La passione o mania per gli agrumi combinata all’esigenza di proteggerli da temperature troppo rigide, specialmente ostili per limoni e pompelmi, produrrà il fiorire di ripari, conserve, cedraie, arancere, giardini d’inverno. A Versailles una galleria centrale di 155 metri è affiancata da due laterali e aperta sul gran parterre; nel giardino della neo-palladiana residenza di Lord Burlington a Chiswick una ricca messe di specie e varietà animano un Anfiteatro di agrumi.

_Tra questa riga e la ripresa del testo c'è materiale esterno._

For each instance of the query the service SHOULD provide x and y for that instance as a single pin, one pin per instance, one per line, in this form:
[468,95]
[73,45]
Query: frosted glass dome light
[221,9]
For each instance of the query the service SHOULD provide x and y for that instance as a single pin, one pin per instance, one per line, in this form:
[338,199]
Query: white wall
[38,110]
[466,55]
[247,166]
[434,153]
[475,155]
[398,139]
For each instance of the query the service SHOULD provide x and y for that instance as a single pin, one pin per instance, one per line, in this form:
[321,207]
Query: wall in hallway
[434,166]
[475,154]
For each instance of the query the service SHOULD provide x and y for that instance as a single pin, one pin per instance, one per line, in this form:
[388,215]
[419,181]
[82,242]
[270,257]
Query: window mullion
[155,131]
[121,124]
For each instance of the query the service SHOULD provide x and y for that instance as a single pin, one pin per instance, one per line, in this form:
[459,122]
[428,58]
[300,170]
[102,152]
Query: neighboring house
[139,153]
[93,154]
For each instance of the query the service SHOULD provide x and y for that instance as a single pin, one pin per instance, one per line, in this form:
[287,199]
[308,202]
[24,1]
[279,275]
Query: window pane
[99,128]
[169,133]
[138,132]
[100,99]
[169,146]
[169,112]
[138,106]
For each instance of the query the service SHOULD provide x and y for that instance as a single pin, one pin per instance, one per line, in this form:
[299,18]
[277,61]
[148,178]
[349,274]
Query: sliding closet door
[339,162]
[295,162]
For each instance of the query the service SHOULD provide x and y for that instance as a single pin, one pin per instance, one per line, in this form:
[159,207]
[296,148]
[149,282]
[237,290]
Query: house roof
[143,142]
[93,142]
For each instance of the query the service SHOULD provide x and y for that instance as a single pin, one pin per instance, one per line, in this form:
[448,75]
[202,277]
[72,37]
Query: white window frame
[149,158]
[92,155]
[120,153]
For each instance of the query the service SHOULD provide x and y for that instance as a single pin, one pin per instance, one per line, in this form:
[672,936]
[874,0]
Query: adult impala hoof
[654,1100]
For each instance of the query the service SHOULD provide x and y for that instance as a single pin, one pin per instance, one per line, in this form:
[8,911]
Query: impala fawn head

E agrumi in vaso figurano anche sui balconi della Certosa di Parma di Stendhal. Ma a segnare paesaggi e immaginari saranno anche le architetture dedicate alla coltivazione – specialmente a scopi alimentari. Quelle ordinate su gradoni chiusi su tre lati da alti muraglioni nella terraferma veneziana e, soprattutto, gli spericolati terrazzamenti della riviera ligure e gli agrumeti produttivi della costa amalfitana e sorrentina all’ombra di pergole collegate al muretto della piazzola superiore.

Sul crinale tra paesaggi produttivi e culturali, il ruolo degli agrumi muta di segno con lo scarto tra frutto da ornamento nei giardini di piacere e coltura estensiva in vista di una produzione commerciale di ampia scala, capace di modificare i paesaggi fino agli eccessi speculativi o alla loro cancellazione, con le trasformazioni urbane e industriali. Resta da chiedersi non solo se, a corollario della loro instancabile mutevolezza e variabilità, e nella dialettica con i più recenti mutamenti climatici e dei sistemi produttivi, gli agrumi di oggi siano gli stessi del passato – bisognerebbe chiedere a Teofrasto, direbbe Barbera –, ma come domani… diverranno.